Our beautiful body, Pt 3

(This is Part 3 of a series. Go back to Part 2.)

Supplements were my second big discovery, but not in
the way that I originally thought they would be:

There was a time in my life when I thought that health consisted of basically learning about—and taking, of course—the right mixture of supplements—vit C, vit E, vit A, B6, pantothenic acid, magnesium, chromium, selenium, bee pollen, acidolphilus, spirulina and on and on and on.

In other words, you take some from this jar and some from that jar and some other from this here other jar and—voila!—health.

And I don't want to convey that this did not confer some benefits. It did. In fact, I got quite good at it. For just about any condition, I could tell my friends a terrific combination of supplements to help the body get back
on an even keel.

Perhaps because of that very success, though, it took me a long time to see it: That in the end, supplementation is just more of that fractionation paradigm, where we isolate various substances from whole foods or petroleum or wherever and then try to figure out the right combinations to take to be "healthy".

But you know what?—that's not health. We can't get to the top of this mountain through supplementation, any more than we can get there through any other refined factory product. The same goes for herbs—and I'm not saying that herbs can't be helpful, just like supplements can be—but they can't get you to the top.

Herbs and supplements and "magic foods" and so forth are just, in my opinion, a more subtle version of the drug and procedure paradigm. You know, the paradigm where your "health" depends upon the physician giving you the right combination of drugs and procedures. You know, a stent for your arteries and cholesterol-lowering drugs for your heart disease—that paradigm.

That paradigm rarely if ever gets to the cause of things; rather, it deals in symptomology, that is, the science of dealing with symptoms. We suppress the symptom—for example, high cholesterol—rather than getting to the cause of high cholesterol in the first place, which is diet.

In contrast to this, the wholistic paradigm looks at the body as a whole and says: Only the body can truly heal anything, so let's support it in achieving the highest level of health—and in that process the body will rebalance and rebuild itself to the highest degree possible.

Again, I don't mean to say that drugs or procedures or herbs or supplements or various preparations cannot ever be helpful. In certain circumstances they can be, and there's a place for everything in this world. Nevertheless, we want to take a journey now to a deeper, more vital, more fundamental degree of health.

And that was my third discovery: That this can only really be done through a diet of whole fruits and vegetables. Everybody says to eat more fruits and vegetables, even the government, but that's not what I mean. What I mean is to make one's entire diet out of them. But why?

One of the things that researchers have learned recently is that pesticides are far more dangerous in combination. For example, experiments done with rats show that when one pesticide is added to their diet they suffer no ill effects. When two pesticides are added the rats get pretty sick. However, when three pesticides are added the rats die within two weeks.

In other words, the pesticides work in combination to drastically increase their lethality. Interestingly, the very same principle also works in the opposite direction:

It turns out that fruits and vegetables have thousands of
phytochemicals that play vital roles in the body—from the carotinoids in carrots to the lycopene in tomatoes to the flavanoids in berries and so on. And that just scratches the surface.
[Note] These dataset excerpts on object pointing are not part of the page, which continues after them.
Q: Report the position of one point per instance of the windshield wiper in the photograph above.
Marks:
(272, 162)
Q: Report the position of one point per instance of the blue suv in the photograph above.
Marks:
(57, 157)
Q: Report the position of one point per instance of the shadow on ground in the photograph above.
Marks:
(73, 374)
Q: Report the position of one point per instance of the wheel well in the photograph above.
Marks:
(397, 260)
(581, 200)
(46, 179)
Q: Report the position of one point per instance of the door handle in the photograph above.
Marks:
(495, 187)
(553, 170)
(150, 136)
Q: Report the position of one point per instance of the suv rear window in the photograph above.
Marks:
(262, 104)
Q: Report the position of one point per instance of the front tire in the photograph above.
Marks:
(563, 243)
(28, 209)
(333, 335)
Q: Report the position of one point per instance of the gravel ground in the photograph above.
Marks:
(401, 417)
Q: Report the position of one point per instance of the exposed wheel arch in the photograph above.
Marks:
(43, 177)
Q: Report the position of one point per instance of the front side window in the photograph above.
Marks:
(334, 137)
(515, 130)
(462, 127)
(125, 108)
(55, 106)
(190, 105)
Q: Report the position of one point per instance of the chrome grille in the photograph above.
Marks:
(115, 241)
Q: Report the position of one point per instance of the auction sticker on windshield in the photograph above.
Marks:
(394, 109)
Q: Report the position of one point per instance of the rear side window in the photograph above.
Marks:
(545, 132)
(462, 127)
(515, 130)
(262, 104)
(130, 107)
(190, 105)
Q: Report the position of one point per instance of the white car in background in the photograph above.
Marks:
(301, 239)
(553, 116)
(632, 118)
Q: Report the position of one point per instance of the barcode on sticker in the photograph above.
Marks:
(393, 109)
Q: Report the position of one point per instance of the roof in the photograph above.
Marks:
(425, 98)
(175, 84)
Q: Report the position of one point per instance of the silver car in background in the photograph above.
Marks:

A tomato, for instance, has over 10,000 different phytochemicals.

Now imagine all of these thousands of phytochemicals working in combination with each other, along with a natural package of vitamins, minerals, fiber and enzymes. That's what we get with a whole food.

Now imagine the various phytochemicals in whole foods interacting with each other—the possibilities very quickly become astronomical, beyond calculation. Science has no idea what most of these phytochemicals are, let alone what's going on with all their combinations in the body. The possibilities are so endless that it may never know.

A number of recent experiments have established now that whereas isolated supplements from foods have no effect upon disease, that whole foods do. For instance, it's been shown that vitamin A from beta-carotene has little or no effect in retarding cancer, but that foods containing various carotinoids do indeed have a profound effect in that direction.

The good news is that we don't need to know about all the thousands of phytochemicals and their combinations since nature has very conveniently packaged it all together for us in whole foods. When we eat a simple peach or plum, for example, we're getting the benefit of all of that deep evolutionary wisdom in a simple, ready-to-eat package.